Batteries, Storage and Electric Mobility
Europe’s Strategic Storage Chain
Batteries are no longer a narrow component of the electric-vehicle transition. They have become a strategic storage infrastructure linking automotive competitiveness, grid stability, critical raw materials, industrial electrification, data-centre resilience, defence energy systems and the future economics of European manufacturing. Europe’s exposure is therefore not confined to battery-cell production. It runs across the entire chain: lithium, nickel, cobalt, manganese, graphite and phosphate; refining and active materials; cathodes, anodes, electrolytes and separators; cells, modules, packs, battery management systems, stationary storage, recycling, second life and regulated battery data. The central issue is whether Europe can turn this fragmented chain into a controlled industrial capability before dependence on imported batteries and materials becomes a structural constraint on mobility, energy security and defence resilience.
The report is structured in four parts.
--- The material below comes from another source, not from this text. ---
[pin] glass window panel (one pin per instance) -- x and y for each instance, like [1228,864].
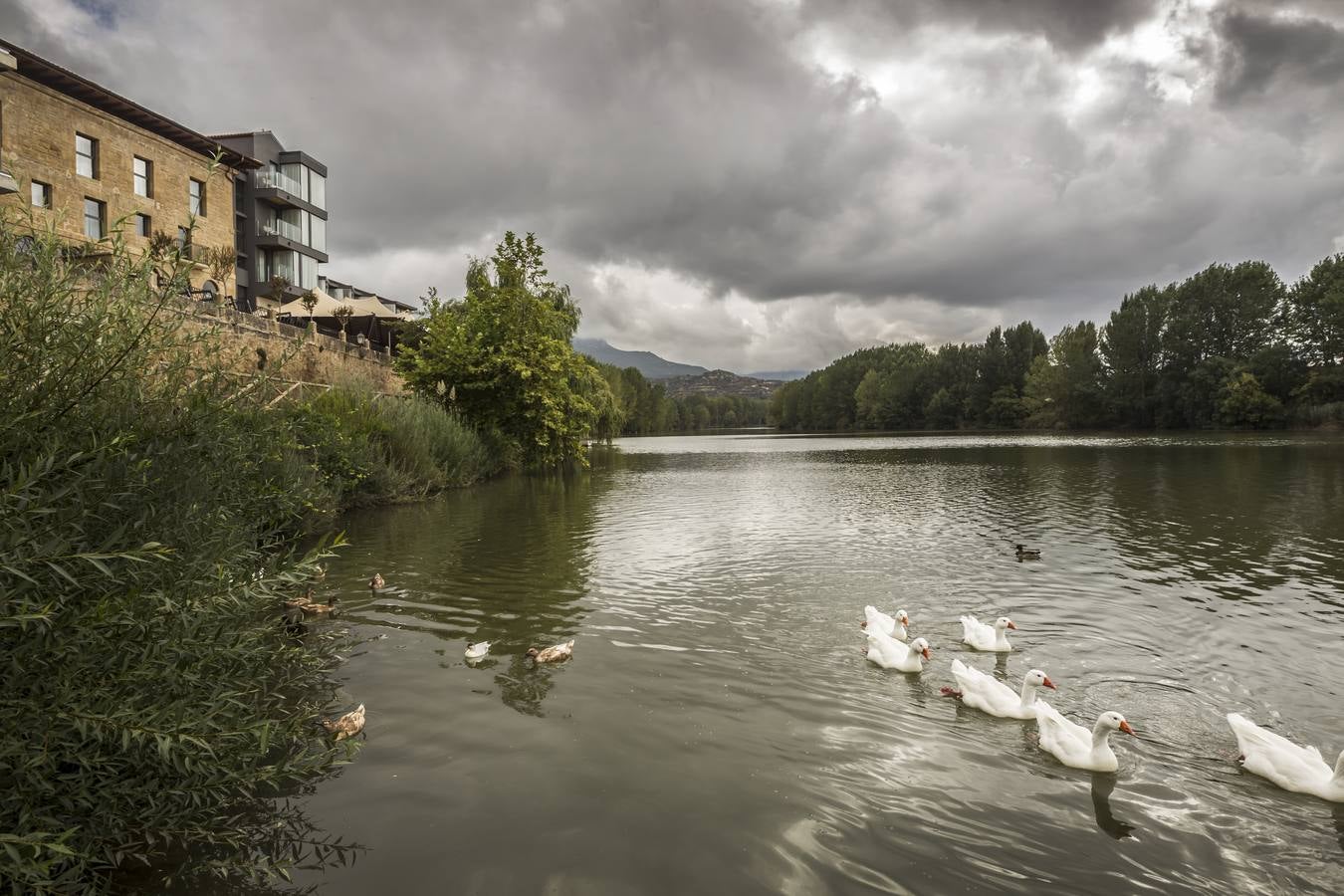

The first defines batteries, storage and electric mobility as a single strategic system rather than a set of separate clean-technology markets. The second examines the European legal and policy architecture, from the Batteries Regulation and the Critical Raw Materials Act to the Automotive Action Plan, the European Battery Alliance, BATT4EU, Battery 2030+, electricity-market reform and charging infrastructure regulation. The third analyses the industrial and technological value chain, including core chemistries, materials, cell manufacturing, battery software, grid-scale storage and recycling. The fourth assesses the companies and investment signals that matter for Defence Finance Monitor, identifying where strategic value is likely to emerge across materials, manufacturing, compliance infrastructure, storage integration and defence energy resilience.